Longtemps spécialisé dans les histoires courtes (Cinema Panopticum…), Thomas Ott excelle à camper des mondes inquiétants et étranges dans lesquels se déroulent des intrigues fascinantes aux chutes toujours surprenantes et glaçantes. Il s’est par la suite essayé au récit long avec brio (73304-23-4153-6-96-8), et nous revient avec une novella au titre évocateur : Dark Country.

Dark CountryUn couple « just married » roule de nuit sur une route déserte. Plongé dans ses rêveries amoureuses, le conducteur percute un homme qui traînait au beau milieu de la route. La lune de miel tourne alors au cauchemar éveillé…

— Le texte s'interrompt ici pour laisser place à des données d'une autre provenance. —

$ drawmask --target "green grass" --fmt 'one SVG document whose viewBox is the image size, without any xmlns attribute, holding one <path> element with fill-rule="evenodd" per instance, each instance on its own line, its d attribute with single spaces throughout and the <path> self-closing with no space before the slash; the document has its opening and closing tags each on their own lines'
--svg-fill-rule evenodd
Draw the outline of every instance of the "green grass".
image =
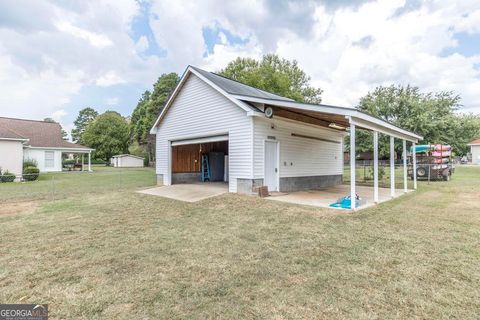
<svg viewBox="0 0 480 320">
<path fill-rule="evenodd" d="M 37 181 L 0 184 L 0 201 L 18 199 L 59 199 L 75 194 L 132 189 L 156 184 L 153 168 L 112 168 L 93 166 L 93 172 L 41 174 Z"/>
<path fill-rule="evenodd" d="M 480 168 L 354 214 L 136 185 L 0 216 L 0 301 L 52 319 L 480 314 Z"/>
<path fill-rule="evenodd" d="M 383 170 L 383 176 L 379 173 L 378 184 L 381 188 L 390 188 L 390 166 L 380 166 L 379 170 Z M 395 187 L 403 188 L 403 166 L 395 166 Z M 413 189 L 413 181 L 407 177 L 407 186 Z M 355 169 L 355 181 L 358 185 L 373 186 L 373 166 L 357 166 Z M 343 170 L 343 182 L 350 182 L 350 166 L 345 165 Z"/>
</svg>

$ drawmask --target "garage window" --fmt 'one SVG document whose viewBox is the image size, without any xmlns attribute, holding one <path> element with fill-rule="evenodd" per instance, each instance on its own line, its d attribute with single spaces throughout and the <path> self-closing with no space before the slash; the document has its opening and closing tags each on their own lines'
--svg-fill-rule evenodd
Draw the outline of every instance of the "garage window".
<svg viewBox="0 0 480 320">
<path fill-rule="evenodd" d="M 45 168 L 55 167 L 55 152 L 45 151 Z"/>
</svg>

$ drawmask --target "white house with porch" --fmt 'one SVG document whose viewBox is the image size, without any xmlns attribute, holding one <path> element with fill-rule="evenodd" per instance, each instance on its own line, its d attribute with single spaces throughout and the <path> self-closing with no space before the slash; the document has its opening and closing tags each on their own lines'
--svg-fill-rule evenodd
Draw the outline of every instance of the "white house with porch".
<svg viewBox="0 0 480 320">
<path fill-rule="evenodd" d="M 344 138 L 350 136 L 355 167 L 359 128 L 374 132 L 372 199 L 378 203 L 378 136 L 390 136 L 392 163 L 394 139 L 403 141 L 406 154 L 407 141 L 415 144 L 421 136 L 354 108 L 296 102 L 189 66 L 151 129 L 157 181 L 167 186 L 225 181 L 229 192 L 246 194 L 261 186 L 288 194 L 338 188 L 343 184 Z M 403 164 L 406 192 L 406 156 Z M 415 189 L 415 168 L 413 172 Z M 355 198 L 355 170 L 348 191 Z M 390 196 L 397 193 L 391 179 Z"/>
<path fill-rule="evenodd" d="M 61 130 L 56 122 L 0 117 L 0 167 L 20 176 L 23 160 L 32 159 L 40 172 L 58 172 L 62 155 L 78 154 L 91 171 L 93 149 L 63 140 Z"/>
</svg>

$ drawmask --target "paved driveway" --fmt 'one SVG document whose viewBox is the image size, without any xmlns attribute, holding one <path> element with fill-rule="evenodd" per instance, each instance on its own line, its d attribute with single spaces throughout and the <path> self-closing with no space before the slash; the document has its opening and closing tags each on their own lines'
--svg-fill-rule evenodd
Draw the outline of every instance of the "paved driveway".
<svg viewBox="0 0 480 320">
<path fill-rule="evenodd" d="M 138 192 L 179 201 L 197 202 L 227 193 L 228 184 L 223 182 L 182 183 L 155 187 Z"/>
</svg>

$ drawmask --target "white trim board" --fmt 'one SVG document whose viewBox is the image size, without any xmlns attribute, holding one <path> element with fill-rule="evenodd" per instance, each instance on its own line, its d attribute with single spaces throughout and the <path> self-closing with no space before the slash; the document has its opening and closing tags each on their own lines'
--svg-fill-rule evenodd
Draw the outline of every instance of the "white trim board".
<svg viewBox="0 0 480 320">
<path fill-rule="evenodd" d="M 203 137 L 203 138 L 176 140 L 176 141 L 172 141 L 172 147 L 183 146 L 187 144 L 209 143 L 209 142 L 218 142 L 218 141 L 228 141 L 228 134 L 221 135 L 221 136 L 210 136 L 210 137 Z"/>
</svg>

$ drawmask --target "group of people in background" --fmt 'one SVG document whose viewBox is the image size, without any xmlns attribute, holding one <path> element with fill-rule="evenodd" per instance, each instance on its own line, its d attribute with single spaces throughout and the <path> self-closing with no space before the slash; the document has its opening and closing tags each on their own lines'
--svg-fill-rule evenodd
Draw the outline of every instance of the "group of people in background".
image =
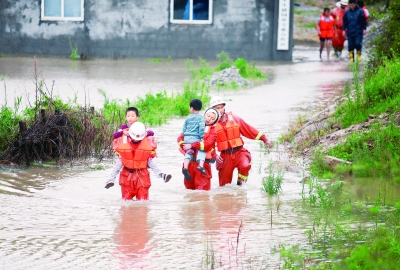
<svg viewBox="0 0 400 270">
<path fill-rule="evenodd" d="M 182 173 L 187 189 L 210 190 L 213 163 L 218 170 L 219 186 L 232 183 L 235 169 L 238 170 L 236 184 L 241 186 L 245 183 L 251 169 L 251 154 L 244 148 L 242 136 L 260 140 L 266 147 L 271 147 L 264 134 L 239 116 L 225 112 L 225 105 L 222 97 L 215 96 L 203 116 L 200 114 L 201 100 L 190 101 L 190 115 L 177 138 L 179 149 L 184 154 Z M 113 148 L 118 159 L 105 188 L 114 186 L 119 174 L 123 200 L 149 199 L 151 181 L 148 168 L 164 182 L 172 177 L 154 162 L 157 149 L 154 132 L 146 129 L 138 119 L 138 109 L 129 107 L 126 123 L 114 133 Z"/>
<path fill-rule="evenodd" d="M 322 59 L 322 51 L 326 47 L 329 60 L 331 44 L 334 56 L 340 57 L 347 39 L 350 61 L 360 62 L 363 36 L 367 33 L 368 17 L 369 12 L 363 1 L 340 0 L 332 11 L 328 7 L 324 8 L 324 12 L 315 25 L 320 39 L 320 59 Z"/>
</svg>

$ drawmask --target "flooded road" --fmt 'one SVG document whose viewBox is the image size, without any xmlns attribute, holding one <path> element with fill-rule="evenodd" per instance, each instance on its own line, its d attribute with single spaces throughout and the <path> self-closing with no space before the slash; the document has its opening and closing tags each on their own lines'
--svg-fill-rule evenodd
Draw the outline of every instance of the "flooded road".
<svg viewBox="0 0 400 270">
<path fill-rule="evenodd" d="M 228 111 L 272 140 L 290 119 L 315 110 L 351 77 L 347 61 L 319 62 L 317 50 L 307 48 L 294 56 L 287 63 L 257 62 L 273 78 L 264 85 L 219 93 Z M 98 88 L 110 98 L 133 99 L 179 91 L 188 77 L 183 60 L 38 58 L 37 64 L 63 99 L 76 93 L 83 103 L 86 91 L 96 107 L 103 102 Z M 7 86 L 0 100 L 32 97 L 32 67 L 32 58 L 0 58 Z M 264 168 L 281 153 L 264 155 L 259 142 L 245 139 L 253 157 L 245 186 L 219 188 L 213 168 L 211 191 L 186 190 L 176 144 L 183 121 L 150 127 L 159 144 L 156 162 L 173 177 L 164 183 L 151 172 L 148 202 L 123 202 L 118 185 L 104 188 L 112 162 L 102 164 L 106 170 L 1 172 L 0 269 L 207 269 L 212 255 L 215 268 L 278 269 L 273 248 L 306 239 L 308 225 L 293 210 L 301 202 L 301 174 L 286 173 L 279 198 L 268 197 L 260 190 Z"/>
</svg>

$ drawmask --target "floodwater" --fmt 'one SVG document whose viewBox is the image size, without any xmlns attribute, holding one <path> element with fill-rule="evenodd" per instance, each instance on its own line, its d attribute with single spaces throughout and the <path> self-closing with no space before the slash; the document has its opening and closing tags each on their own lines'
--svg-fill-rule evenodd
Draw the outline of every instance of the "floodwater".
<svg viewBox="0 0 400 270">
<path fill-rule="evenodd" d="M 351 77 L 346 60 L 317 57 L 317 49 L 299 48 L 294 61 L 257 62 L 271 80 L 219 93 L 226 109 L 276 140 L 290 119 L 315 110 Z M 32 100 L 33 63 L 31 57 L 0 58 L 2 104 L 16 96 Z M 49 91 L 55 81 L 53 94 L 95 107 L 103 102 L 99 88 L 110 98 L 134 99 L 180 91 L 188 78 L 183 60 L 37 57 L 36 64 Z M 301 202 L 301 173 L 286 173 L 280 196 L 268 197 L 260 190 L 264 168 L 284 155 L 277 149 L 263 154 L 259 142 L 245 139 L 253 157 L 246 185 L 219 188 L 213 168 L 211 191 L 186 190 L 176 144 L 183 121 L 150 127 L 159 143 L 157 163 L 173 177 L 164 183 L 151 173 L 148 202 L 123 202 L 118 185 L 104 188 L 113 161 L 102 163 L 106 170 L 0 172 L 0 269 L 207 269 L 212 255 L 215 268 L 278 269 L 273 249 L 306 241 L 307 222 L 294 210 Z"/>
</svg>

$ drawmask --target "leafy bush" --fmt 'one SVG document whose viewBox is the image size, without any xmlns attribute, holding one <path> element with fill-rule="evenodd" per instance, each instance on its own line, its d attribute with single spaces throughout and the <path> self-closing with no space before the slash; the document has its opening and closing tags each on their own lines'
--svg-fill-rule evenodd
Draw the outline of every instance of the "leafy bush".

Pour la première fois, Thomas Ott ne signe pas le scénario : celui-ci a été écrit par l’américain Tab Murphy et adapté au cinéma par Thomas Jane en 2008. Ce dernier, fortement inspiré par l’univers de Thomas Ott, lui a proposé d’en dessiner sa version. Bouclant la boucle, Thomas Ott s’est emparé de cette histoire, sorte d’inédit de La Quatrième dimension, qui semble avoir été écrite pour lui. Des deux interprétations du même scénario, la version de Thomas Ott est la plus réussie.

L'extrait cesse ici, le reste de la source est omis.